De regering van Thailand moet de Rohingya’s uit Myanmar die worden vastgehouden onder onmenselijke en onveilige omstandigheden vrijlaten en garanderen dat de benodigde bescherming wordt gegeven. Dat zegt Brad Adams, directeur van de Azië-divisie van de mensenrechtenorganisatie Human Rights Watch, vandaag in een persbericht. Hij reageert daarmee op een voorstel van de Thaise regering om vluchtelingen te herplaatsen.

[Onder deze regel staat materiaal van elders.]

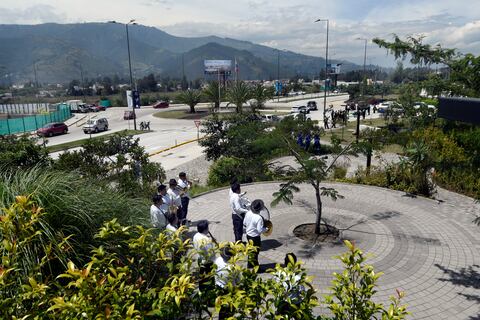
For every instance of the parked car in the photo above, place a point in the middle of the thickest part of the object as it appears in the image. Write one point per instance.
(96, 125)
(83, 108)
(52, 129)
(312, 105)
(96, 107)
(384, 106)
(270, 118)
(161, 105)
(128, 115)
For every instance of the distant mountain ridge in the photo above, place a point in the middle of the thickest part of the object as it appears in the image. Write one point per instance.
(61, 51)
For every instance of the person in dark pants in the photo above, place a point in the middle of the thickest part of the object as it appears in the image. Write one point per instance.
(253, 224)
(184, 185)
(308, 140)
(238, 211)
(316, 143)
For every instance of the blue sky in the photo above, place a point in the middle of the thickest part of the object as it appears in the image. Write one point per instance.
(283, 24)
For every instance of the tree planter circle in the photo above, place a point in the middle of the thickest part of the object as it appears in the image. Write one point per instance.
(306, 232)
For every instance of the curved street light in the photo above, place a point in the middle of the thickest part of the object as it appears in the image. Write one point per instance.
(131, 22)
(326, 68)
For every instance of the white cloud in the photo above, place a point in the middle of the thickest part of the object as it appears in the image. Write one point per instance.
(285, 24)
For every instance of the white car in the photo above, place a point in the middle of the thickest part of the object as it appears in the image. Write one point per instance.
(384, 106)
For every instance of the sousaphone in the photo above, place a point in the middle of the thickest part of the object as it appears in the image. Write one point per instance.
(267, 223)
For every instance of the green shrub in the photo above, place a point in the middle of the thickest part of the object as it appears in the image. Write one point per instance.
(354, 288)
(137, 273)
(74, 205)
(339, 172)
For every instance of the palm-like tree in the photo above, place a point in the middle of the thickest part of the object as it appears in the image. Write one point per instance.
(211, 92)
(190, 98)
(261, 94)
(239, 94)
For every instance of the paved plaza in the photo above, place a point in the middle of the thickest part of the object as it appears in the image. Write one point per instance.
(428, 248)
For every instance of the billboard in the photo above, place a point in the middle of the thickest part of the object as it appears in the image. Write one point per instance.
(133, 99)
(218, 66)
(333, 68)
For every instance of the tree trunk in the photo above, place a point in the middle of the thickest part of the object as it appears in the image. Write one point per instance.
(319, 211)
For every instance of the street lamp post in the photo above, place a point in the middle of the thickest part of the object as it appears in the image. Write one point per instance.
(362, 92)
(131, 22)
(326, 68)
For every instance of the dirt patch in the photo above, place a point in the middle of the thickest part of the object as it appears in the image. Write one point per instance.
(306, 232)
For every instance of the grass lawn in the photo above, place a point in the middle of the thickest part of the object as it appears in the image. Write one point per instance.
(81, 142)
(182, 114)
(347, 134)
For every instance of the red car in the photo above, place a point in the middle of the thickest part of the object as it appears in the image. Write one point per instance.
(52, 129)
(160, 105)
(96, 108)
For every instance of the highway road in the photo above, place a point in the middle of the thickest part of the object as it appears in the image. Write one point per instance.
(170, 132)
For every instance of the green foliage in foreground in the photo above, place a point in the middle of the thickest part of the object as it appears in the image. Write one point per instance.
(136, 273)
(74, 206)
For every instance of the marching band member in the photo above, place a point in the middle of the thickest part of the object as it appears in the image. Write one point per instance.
(158, 216)
(238, 212)
(162, 191)
(253, 224)
(184, 185)
(174, 199)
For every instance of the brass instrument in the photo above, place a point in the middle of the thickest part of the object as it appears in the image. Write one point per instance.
(213, 238)
(267, 223)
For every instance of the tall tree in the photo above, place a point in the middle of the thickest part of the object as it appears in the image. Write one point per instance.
(190, 98)
(213, 94)
(239, 94)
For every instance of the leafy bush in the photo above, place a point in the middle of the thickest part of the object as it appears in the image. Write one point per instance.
(120, 160)
(354, 288)
(224, 169)
(20, 152)
(74, 206)
(137, 273)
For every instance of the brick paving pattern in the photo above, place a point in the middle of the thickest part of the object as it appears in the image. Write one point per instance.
(428, 248)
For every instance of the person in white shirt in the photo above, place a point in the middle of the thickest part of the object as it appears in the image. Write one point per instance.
(162, 191)
(172, 223)
(157, 215)
(174, 201)
(184, 185)
(203, 245)
(253, 224)
(238, 211)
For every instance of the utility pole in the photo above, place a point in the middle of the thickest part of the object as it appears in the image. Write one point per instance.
(278, 75)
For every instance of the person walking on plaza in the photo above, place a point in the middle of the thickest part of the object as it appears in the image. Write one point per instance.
(253, 224)
(162, 191)
(174, 199)
(184, 185)
(238, 211)
(158, 216)
(316, 143)
(308, 140)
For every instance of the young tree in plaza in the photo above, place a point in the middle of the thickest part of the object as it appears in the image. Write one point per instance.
(238, 94)
(214, 94)
(190, 98)
(310, 169)
(261, 94)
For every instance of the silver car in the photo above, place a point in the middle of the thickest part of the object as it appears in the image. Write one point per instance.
(96, 125)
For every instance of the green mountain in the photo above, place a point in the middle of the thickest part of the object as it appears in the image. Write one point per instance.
(60, 52)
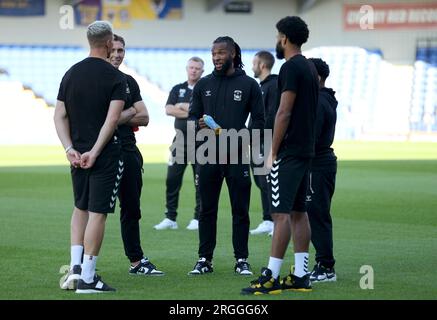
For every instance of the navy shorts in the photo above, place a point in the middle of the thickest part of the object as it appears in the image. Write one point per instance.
(288, 184)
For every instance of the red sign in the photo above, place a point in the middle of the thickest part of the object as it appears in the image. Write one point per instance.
(390, 16)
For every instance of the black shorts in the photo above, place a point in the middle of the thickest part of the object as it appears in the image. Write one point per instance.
(96, 189)
(288, 184)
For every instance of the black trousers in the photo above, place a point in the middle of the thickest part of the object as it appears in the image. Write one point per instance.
(130, 212)
(210, 180)
(175, 175)
(321, 190)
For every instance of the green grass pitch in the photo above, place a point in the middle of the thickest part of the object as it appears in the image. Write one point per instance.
(384, 212)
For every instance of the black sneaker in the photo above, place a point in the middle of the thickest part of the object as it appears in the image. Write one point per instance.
(294, 283)
(145, 268)
(265, 284)
(243, 267)
(97, 286)
(202, 266)
(71, 278)
(322, 274)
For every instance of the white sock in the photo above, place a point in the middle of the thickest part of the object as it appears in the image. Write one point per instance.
(275, 265)
(300, 264)
(88, 268)
(76, 255)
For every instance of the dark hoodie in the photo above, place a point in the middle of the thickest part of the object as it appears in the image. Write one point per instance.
(229, 100)
(269, 89)
(326, 119)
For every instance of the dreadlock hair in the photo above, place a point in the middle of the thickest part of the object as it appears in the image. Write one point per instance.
(295, 29)
(230, 43)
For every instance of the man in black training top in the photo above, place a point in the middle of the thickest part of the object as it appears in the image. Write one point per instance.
(292, 150)
(229, 96)
(91, 97)
(322, 180)
(177, 106)
(262, 67)
(135, 114)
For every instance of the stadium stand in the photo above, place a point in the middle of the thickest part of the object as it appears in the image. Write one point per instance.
(423, 114)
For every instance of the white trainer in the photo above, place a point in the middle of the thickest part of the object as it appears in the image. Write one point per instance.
(264, 227)
(166, 224)
(193, 225)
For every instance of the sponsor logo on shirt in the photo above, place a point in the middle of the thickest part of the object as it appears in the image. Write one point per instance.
(237, 95)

Op 9 augustus vertelde de minister van sociale ontwikkeling en menselijke veiligheid, Paveena Hongsakula, nog aan diverse media dat de detentie en mensenhandel van Rohingya’s in Thailand behoren tot serieuze mensenrechten problematiek. Echter, vier dagen later stelde ze tijdens een kabinetsvergadering voor om de vluchtelingen te herplaatsen naar andere opvangkampen nabij de grens met Myanmar, een plan dat naar verluidt de steun heeft van premier Yingluck Shinawatra en de minister van Buitenlandse Zaken Surapong Tovichakchaikul.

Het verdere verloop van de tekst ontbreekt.